CN110245717A

CN110245717A - A kind of gene expression Spectral Clustering based on machine learning

Info

Publication number: CN110245717A
Application number: CN201910539449.8A
Authority: CN
Inventors: 彭绍亮; 潘佳铭; 张磊
Original assignee: Hunan University
Current assignee: Hunan University
Priority date: 2019-06-20
Filing date: 2019-06-20
Publication date: 2019-09-17

Abstract

The invention belongs to machine learning field, the cluster being related in machine learning, in particular to the gene expression spectral clustering based on machine learning belong to application of the machine learning in biological big data analysis.In such a way that a variety of single clustering algorithms to be formed to a kind of mixing clustering method, solves the situation in the single clustering algorithm of tradition due to causing Clustering Effect undesirable when clustering algorithm is not suitable for data group, and mixing clustering method can be by comparing the cluster result of variant single algorithm, the cluster result with optimal solution is obtained, to solve the problems, such as cluster optimal solution.This method has the advantages that applied widely, can be adapted for all data groups, and this method has very high transplantability, any single clustering algorithm can be applicable in.

Description

A kind of gene expression Spectral Clustering based on machine learning

Technical field:

The invention belongs to machine learning field, the cluster being related in machine learning, in particular to based on the base of machine learning Because expressing Spectral Clustering, belong to application of the machine learning in biological big data analysis.

Background technique:

Because human gene express spectra includes the full gene of mankind's group, gene expression profile data itself just has Largely, higher-dimension, complexity characteristic.The data of gene expression profile are analyzed by the method for cluster, to research human gene Expression, various genetic diseases and due to caused by cytopathy disease be of great significance.

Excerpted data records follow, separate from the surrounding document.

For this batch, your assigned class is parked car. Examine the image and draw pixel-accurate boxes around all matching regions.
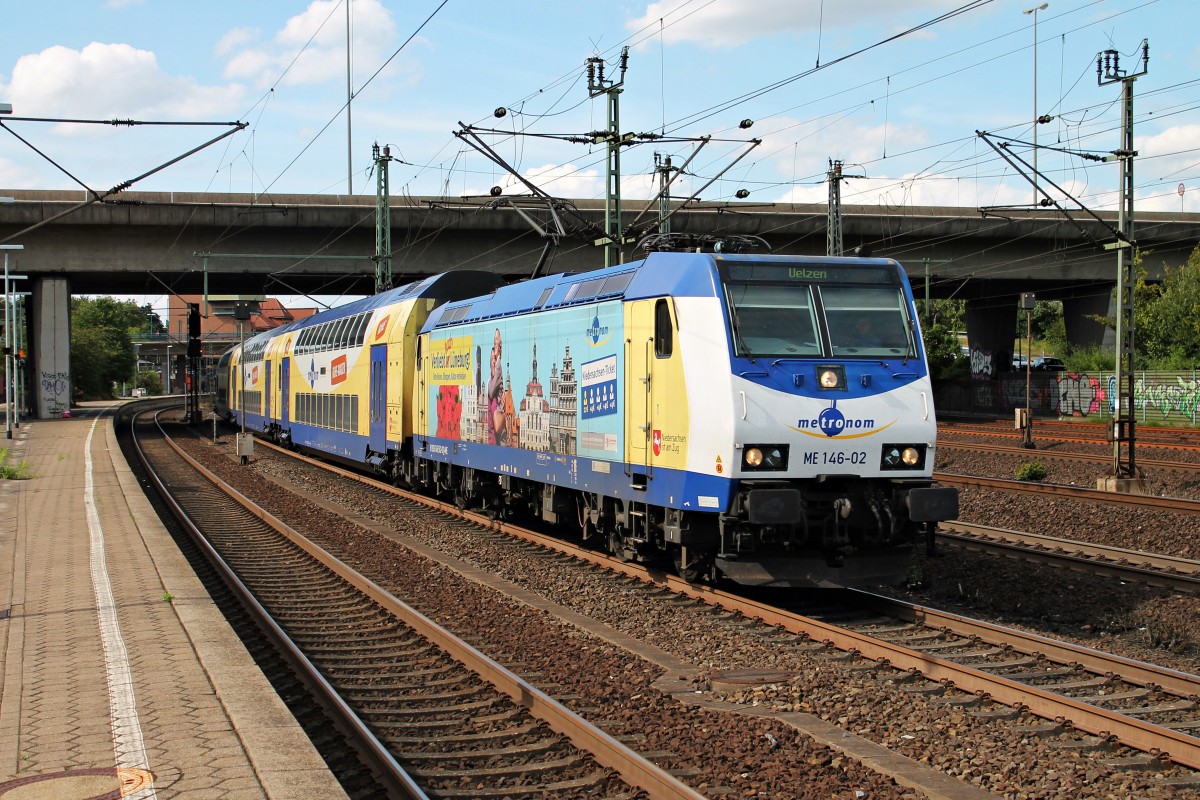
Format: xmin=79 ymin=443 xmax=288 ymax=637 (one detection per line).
xmin=1012 ymin=355 xmax=1028 ymax=370
xmin=1032 ymin=356 xmax=1066 ymax=371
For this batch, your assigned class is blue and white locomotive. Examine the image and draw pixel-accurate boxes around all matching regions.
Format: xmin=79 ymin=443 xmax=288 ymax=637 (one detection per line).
xmin=216 ymin=251 xmax=957 ymax=587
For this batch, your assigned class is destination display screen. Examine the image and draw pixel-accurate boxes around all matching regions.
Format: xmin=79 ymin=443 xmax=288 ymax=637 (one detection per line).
xmin=723 ymin=262 xmax=899 ymax=285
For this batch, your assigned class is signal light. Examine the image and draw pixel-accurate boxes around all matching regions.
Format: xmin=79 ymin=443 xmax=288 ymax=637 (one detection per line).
xmin=188 ymin=303 xmax=201 ymax=338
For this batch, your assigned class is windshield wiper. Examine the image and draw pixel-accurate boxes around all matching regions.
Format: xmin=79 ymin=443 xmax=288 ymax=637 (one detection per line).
xmin=904 ymin=317 xmax=918 ymax=365
xmin=729 ymin=308 xmax=756 ymax=361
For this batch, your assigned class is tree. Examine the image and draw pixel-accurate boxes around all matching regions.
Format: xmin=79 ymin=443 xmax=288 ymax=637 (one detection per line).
xmin=134 ymin=369 xmax=162 ymax=395
xmin=70 ymin=297 xmax=159 ymax=399
xmin=1088 ymin=246 xmax=1200 ymax=369
xmin=1134 ymin=245 xmax=1200 ymax=368
xmin=919 ymin=299 xmax=968 ymax=379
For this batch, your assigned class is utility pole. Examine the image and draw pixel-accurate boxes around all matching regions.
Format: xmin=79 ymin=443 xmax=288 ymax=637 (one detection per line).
xmin=1023 ymin=3 xmax=1048 ymax=206
xmin=373 ymin=142 xmax=393 ymax=294
xmin=826 ymin=160 xmax=865 ymax=257
xmin=827 ymin=160 xmax=844 ymax=257
xmin=919 ymin=258 xmax=952 ymax=328
xmin=346 ymin=0 xmax=354 ymax=196
xmin=655 ymin=153 xmax=674 ymax=234
xmin=587 ymin=48 xmax=630 ymax=268
xmin=1097 ymin=40 xmax=1148 ymax=492
xmin=2 ymin=244 xmax=23 ymax=438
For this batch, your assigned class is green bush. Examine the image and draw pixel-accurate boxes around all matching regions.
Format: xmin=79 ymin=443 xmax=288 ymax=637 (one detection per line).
xmin=1014 ymin=461 xmax=1047 ymax=481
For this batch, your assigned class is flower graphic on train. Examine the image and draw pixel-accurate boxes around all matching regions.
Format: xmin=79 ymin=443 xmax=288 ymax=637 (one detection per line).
xmin=789 ymin=400 xmax=895 ymax=438
xmin=435 ymin=384 xmax=462 ymax=439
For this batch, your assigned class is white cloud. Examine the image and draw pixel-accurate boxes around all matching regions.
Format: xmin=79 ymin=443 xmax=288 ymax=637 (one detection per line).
xmin=222 ymin=0 xmax=399 ymax=90
xmin=2 ymin=42 xmax=244 ymax=126
xmin=215 ymin=27 xmax=259 ymax=59
xmin=627 ymin=0 xmax=967 ymax=49
xmin=482 ymin=162 xmax=602 ymax=198
xmin=0 ymin=154 xmax=41 ymax=188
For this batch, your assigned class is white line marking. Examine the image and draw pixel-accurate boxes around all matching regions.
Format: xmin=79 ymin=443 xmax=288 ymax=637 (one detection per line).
xmin=85 ymin=414 xmax=158 ymax=799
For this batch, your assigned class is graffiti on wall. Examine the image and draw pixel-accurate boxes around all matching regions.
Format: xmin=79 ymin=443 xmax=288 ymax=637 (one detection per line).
xmin=947 ymin=370 xmax=1200 ymax=426
xmin=969 ymin=347 xmax=994 ymax=379
xmin=1133 ymin=374 xmax=1200 ymax=422
xmin=41 ymin=370 xmax=69 ymax=415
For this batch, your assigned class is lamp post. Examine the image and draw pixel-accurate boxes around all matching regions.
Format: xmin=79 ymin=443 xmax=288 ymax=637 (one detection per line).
xmin=1 ymin=244 xmax=24 ymax=438
xmin=165 ymin=344 xmax=172 ymax=394
xmin=1024 ymin=3 xmax=1049 ymax=207
xmin=1021 ymin=292 xmax=1036 ymax=449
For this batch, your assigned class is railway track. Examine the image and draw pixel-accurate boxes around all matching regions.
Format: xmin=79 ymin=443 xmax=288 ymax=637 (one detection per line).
xmin=940 ymin=420 xmax=1200 ymax=452
xmin=796 ymin=590 xmax=1200 ymax=773
xmin=223 ymin=430 xmax=1200 ymax=779
xmin=936 ymin=520 xmax=1200 ymax=594
xmin=938 ymin=439 xmax=1200 ymax=474
xmin=131 ymin=409 xmax=700 ymax=800
xmin=934 ymin=471 xmax=1200 ymax=514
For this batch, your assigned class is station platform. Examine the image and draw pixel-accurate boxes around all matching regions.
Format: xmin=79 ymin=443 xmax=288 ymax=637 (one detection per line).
xmin=0 ymin=402 xmax=346 ymax=800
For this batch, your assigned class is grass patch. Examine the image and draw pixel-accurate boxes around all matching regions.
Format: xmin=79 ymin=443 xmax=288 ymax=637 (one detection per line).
xmin=1014 ymin=461 xmax=1047 ymax=481
xmin=0 ymin=449 xmax=32 ymax=480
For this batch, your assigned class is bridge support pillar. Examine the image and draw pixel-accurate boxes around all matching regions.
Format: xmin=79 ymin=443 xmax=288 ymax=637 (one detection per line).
xmin=1062 ymin=291 xmax=1113 ymax=350
xmin=965 ymin=298 xmax=1019 ymax=379
xmin=30 ymin=277 xmax=71 ymax=418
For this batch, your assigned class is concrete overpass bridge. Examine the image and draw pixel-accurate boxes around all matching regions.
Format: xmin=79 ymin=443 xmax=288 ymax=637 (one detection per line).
xmin=2 ymin=188 xmax=1198 ymax=417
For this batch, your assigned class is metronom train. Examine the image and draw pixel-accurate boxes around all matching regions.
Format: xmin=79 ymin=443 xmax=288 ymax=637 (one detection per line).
xmin=216 ymin=248 xmax=957 ymax=587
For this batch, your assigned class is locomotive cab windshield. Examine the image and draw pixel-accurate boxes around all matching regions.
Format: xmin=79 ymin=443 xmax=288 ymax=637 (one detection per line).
xmin=722 ymin=261 xmax=918 ymax=360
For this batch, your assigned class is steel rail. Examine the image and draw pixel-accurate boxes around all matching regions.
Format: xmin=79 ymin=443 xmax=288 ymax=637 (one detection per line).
xmin=849 ymin=590 xmax=1200 ymax=699
xmin=163 ymin=431 xmax=706 ymax=800
xmin=689 ymin=588 xmax=1200 ymax=770
xmin=129 ymin=410 xmax=433 ymax=800
xmin=939 ymin=423 xmax=1200 ymax=452
xmin=938 ymin=439 xmax=1200 ymax=474
xmin=934 ymin=472 xmax=1200 ymax=514
xmin=252 ymin=438 xmax=1200 ymax=769
xmin=938 ymin=521 xmax=1200 ymax=592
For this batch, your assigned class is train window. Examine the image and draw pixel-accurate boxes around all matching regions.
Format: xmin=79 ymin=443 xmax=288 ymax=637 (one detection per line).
xmin=821 ymin=285 xmax=915 ymax=358
xmin=574 ymin=277 xmax=606 ymax=301
xmin=724 ymin=282 xmax=821 ymax=358
xmin=654 ymin=299 xmax=673 ymax=358
xmin=353 ymin=314 xmax=370 ymax=345
xmin=601 ymin=272 xmax=634 ymax=296
xmin=535 ymin=287 xmax=553 ymax=308
xmin=333 ymin=318 xmax=350 ymax=349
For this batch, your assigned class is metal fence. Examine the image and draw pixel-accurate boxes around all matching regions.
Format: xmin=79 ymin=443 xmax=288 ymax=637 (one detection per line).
xmin=934 ymin=370 xmax=1200 ymax=427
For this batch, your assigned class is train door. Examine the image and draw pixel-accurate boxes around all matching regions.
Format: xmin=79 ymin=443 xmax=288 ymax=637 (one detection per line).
xmin=414 ymin=337 xmax=428 ymax=446
xmin=280 ymin=358 xmax=290 ymax=424
xmin=369 ymin=344 xmax=386 ymax=451
xmin=625 ymin=300 xmax=654 ymax=473
xmin=264 ymin=361 xmax=272 ymax=421
xmin=626 ymin=298 xmax=676 ymax=477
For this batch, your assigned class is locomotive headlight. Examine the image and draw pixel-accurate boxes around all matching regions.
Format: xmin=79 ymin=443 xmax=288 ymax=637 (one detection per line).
xmin=743 ymin=444 xmax=788 ymax=471
xmin=818 ymin=368 xmax=842 ymax=389
xmin=881 ymin=444 xmax=926 ymax=470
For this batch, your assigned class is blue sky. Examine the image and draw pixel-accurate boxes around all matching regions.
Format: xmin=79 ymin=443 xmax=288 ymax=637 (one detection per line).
xmin=1 ymin=0 xmax=1196 ymax=312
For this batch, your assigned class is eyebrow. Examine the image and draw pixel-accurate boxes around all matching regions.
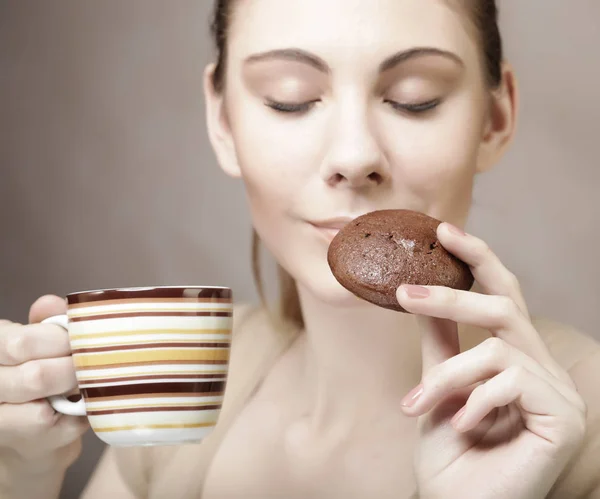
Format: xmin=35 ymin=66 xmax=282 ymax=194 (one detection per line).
xmin=244 ymin=48 xmax=329 ymax=73
xmin=244 ymin=47 xmax=464 ymax=74
xmin=379 ymin=47 xmax=464 ymax=72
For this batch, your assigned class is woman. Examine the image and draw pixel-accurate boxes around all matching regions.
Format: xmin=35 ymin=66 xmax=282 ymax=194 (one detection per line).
xmin=1 ymin=0 xmax=599 ymax=498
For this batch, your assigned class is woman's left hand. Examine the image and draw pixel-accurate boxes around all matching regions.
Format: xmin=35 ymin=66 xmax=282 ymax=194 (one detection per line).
xmin=396 ymin=223 xmax=587 ymax=499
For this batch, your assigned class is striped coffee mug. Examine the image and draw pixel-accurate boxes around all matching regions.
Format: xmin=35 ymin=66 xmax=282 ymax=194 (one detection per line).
xmin=41 ymin=286 xmax=233 ymax=447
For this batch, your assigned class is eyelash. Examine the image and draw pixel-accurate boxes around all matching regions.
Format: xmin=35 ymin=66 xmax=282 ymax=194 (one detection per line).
xmin=265 ymin=98 xmax=441 ymax=115
xmin=265 ymin=99 xmax=318 ymax=114
xmin=384 ymin=98 xmax=441 ymax=114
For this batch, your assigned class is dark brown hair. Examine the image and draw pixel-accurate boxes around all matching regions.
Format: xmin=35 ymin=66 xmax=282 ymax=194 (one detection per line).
xmin=210 ymin=0 xmax=503 ymax=91
xmin=209 ymin=0 xmax=503 ymax=328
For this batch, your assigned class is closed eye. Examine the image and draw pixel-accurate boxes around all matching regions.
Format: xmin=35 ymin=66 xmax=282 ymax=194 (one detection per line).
xmin=384 ymin=98 xmax=441 ymax=114
xmin=265 ymin=99 xmax=320 ymax=114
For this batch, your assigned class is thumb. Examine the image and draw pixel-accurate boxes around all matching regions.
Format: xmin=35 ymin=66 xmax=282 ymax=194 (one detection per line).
xmin=29 ymin=294 xmax=67 ymax=324
xmin=417 ymin=316 xmax=460 ymax=376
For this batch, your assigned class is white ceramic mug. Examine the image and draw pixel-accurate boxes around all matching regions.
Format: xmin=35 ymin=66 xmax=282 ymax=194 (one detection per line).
xmin=42 ymin=286 xmax=233 ymax=447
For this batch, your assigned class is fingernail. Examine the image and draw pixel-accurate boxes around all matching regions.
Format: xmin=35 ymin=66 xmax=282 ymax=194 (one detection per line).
xmin=401 ymin=384 xmax=424 ymax=407
xmin=451 ymin=406 xmax=467 ymax=427
xmin=402 ymin=285 xmax=430 ymax=299
xmin=446 ymin=223 xmax=466 ymax=236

Under normal circumstances, clustering is mainly using the distance between sample as judgment basis, it is therefore intended that in sample Data set is divided into inhomogeneity (or cluster).During carrying out clustering to data, make to be divided to same class (or cluster) Data sample between it is as similar as possible while as different as possible between the data sample of inhomogeneity (or cluster).With optimal poly- The cluster result of class effect should have maximum similitude, and inhomogeneity between the data sample of same class (or cluster) Data sample between (or cluster) has maximum otherness.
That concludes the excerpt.